In Reeson v. Kowalik, 1991 CarswellOnt 341, the court held that the second property, which was a year-round retreat, qualified as a matrimonial home. The court noted that the parties went there together most weekends, they entertained family and friends there, and they had a tradition of spending Thanksgiving there. In contrast to Reeson, the court held in Schantz v. Schantz (1987, unreported) that because the summer cottage was merely a recreational residence used in the summer, it was not the parties' matrimonial home.

In Ledrew v. Ledrew, [1993] O.J. No. 596, the court held in the five years prior to their separation, they spent no time together at the White Cottage, and thus it had ceased to be a matrimonial home.

In Oliver Estate v. Oliver, [2012] O.J. No. 1522, the court found that the second condo was not a matrimonial home, noting that: “The parties did not spend a significant part of their time at the condo, either together or separately, and did not treat it as a family residence” (para 54).

In Goodyear v.
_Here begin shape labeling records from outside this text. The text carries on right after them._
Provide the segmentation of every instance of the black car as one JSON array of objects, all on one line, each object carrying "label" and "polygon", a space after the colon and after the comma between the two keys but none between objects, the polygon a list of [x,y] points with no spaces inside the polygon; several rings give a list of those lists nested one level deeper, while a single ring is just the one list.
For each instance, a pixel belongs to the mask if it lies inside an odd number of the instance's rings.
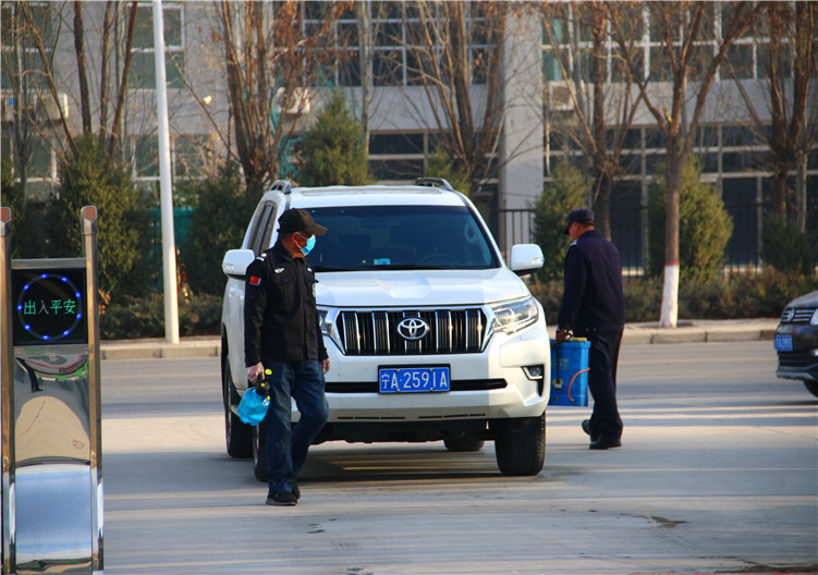
[{"label": "black car", "polygon": [[793,299],[776,329],[780,378],[801,379],[818,397],[818,292]]}]

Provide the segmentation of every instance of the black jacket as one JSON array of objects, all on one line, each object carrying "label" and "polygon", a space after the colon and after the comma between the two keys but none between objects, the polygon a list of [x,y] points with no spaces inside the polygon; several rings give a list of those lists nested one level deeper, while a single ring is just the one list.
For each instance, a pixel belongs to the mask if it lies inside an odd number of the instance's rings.
[{"label": "black jacket", "polygon": [[244,298],[244,365],[326,359],[315,306],[315,272],[281,243],[247,267]]},{"label": "black jacket", "polygon": [[625,327],[622,260],[597,230],[585,232],[565,255],[565,286],[558,327],[574,333],[619,332]]}]

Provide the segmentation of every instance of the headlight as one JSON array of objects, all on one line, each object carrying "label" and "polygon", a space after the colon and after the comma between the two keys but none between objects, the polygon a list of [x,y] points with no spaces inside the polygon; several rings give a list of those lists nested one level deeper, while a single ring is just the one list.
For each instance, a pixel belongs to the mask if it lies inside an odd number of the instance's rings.
[{"label": "headlight", "polygon": [[337,319],[338,309],[318,308],[318,326],[321,328],[321,334],[327,335],[335,342],[339,350],[343,351],[344,346],[341,344],[341,339],[338,337],[338,329],[335,328]]},{"label": "headlight", "polygon": [[318,310],[318,326],[321,328],[322,334],[331,337],[332,332],[330,331],[329,323],[327,323],[327,314],[329,314],[329,309]]},{"label": "headlight", "polygon": [[527,328],[539,317],[539,308],[534,297],[526,297],[509,304],[491,306],[493,318],[493,331],[514,333]]}]

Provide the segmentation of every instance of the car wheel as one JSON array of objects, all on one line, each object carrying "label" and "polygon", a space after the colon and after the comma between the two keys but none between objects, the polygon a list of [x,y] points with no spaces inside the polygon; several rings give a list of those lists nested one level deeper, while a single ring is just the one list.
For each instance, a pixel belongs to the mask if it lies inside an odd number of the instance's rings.
[{"label": "car wheel", "polygon": [[546,414],[495,423],[495,453],[500,473],[537,475],[546,458]]},{"label": "car wheel", "polygon": [[253,427],[253,475],[267,482],[267,441],[264,423]]},{"label": "car wheel", "polygon": [[224,400],[224,438],[228,444],[228,455],[237,460],[246,460],[253,454],[253,429],[247,424],[243,424],[231,409],[233,379],[230,375],[230,364],[227,358],[222,362],[221,374],[221,389]]},{"label": "car wheel", "polygon": [[448,437],[443,439],[445,449],[454,453],[465,453],[468,451],[480,451],[484,439],[476,433],[463,433],[457,437]]}]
Goodyear, [1999] O.J. No. 29 the court noted that "to occupy something ordinarily does not require constant or continual occupancy, nor does it require occupancy of every square metre" (para 16).

In Durakovic v. Durakovic, 2008 CarswellOnt 5329 and MacFarland v. MacFarland, [2009] O.J. No. 2149, the courts found that the parties need not be physically together when occupying the family home; rather the parties’ present intentions are key (as opposed to their future intentions). In both cases the parties treated the second properties as a family home.